I thought to myself as I watched Ryan and Alex try not to shake their heads and roll their eyes while they were listening to this, “Is this what I look like when clients call and run down the list of qualifications they are looking for in a participant? And are clients as off the mark as Natalie?” Do research users spend all this time and effort (not to mention money) and get results or do they end up on the wrong end of a Dear John text message?

Low incident studies aren’t just costly monetarily speaking, they cost our industry because they burn out our respondents. Are they worth it?

COMMENTS:

I've struggled with this scenario for as long as I've been in the Industry (18 years). It DOES seem as if it's gotten worse in the last five to eight years though.

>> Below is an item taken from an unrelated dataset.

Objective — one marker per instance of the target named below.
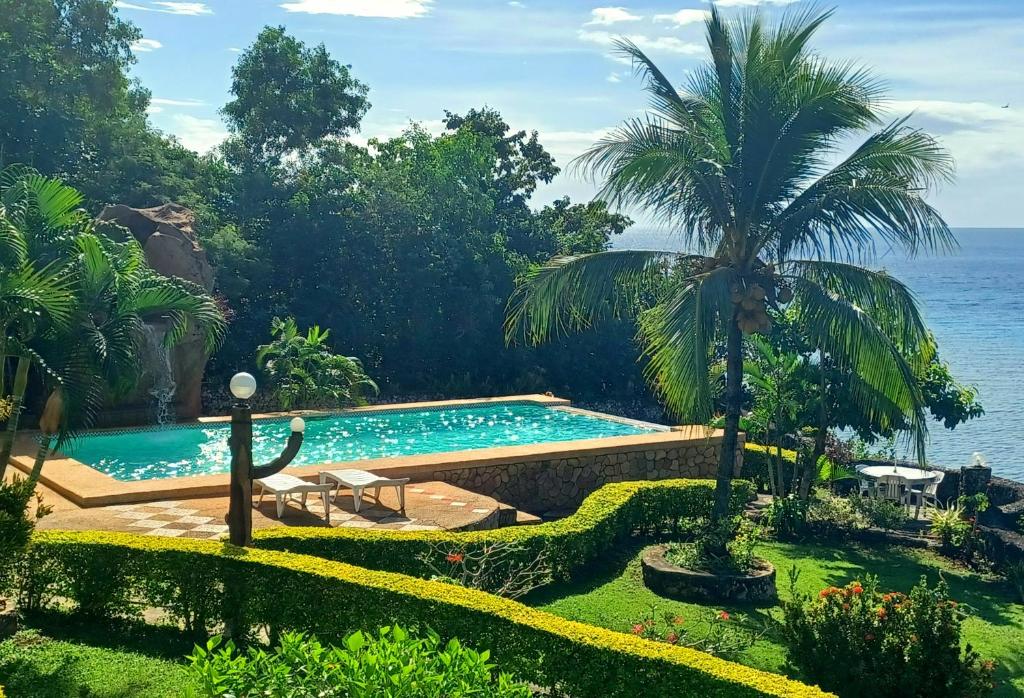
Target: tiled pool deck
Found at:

Are they worth it? Yes, because the client is willing to spend their marketing dollars to target that specific type person and so as a partner in their efforts we need to assist. This is where potentially leveraging the power of a well-profiled panel can come into play. No panel is going to have data points on every characteristic a client wants, but it can help not having to burn through so many panelists.

Additionally, a well placed "instant survey" done a week or so before actual field asking one or two questions of a large cross-section of the panel can help with gathering info on those questions too specific to the client. No respondents are disqualified and you're spotting those who will.

It's not always this easy and we don't always have the advantage of having a couple weeks before field to get this done, but it might help.

In essence you now have two studies. One with maybe n=20,000 at 100% incidence (pre-identifying) and one n=300 at 40% incidence (guessing), but you deliver what the client needs AND maintain some dignity with your panelists.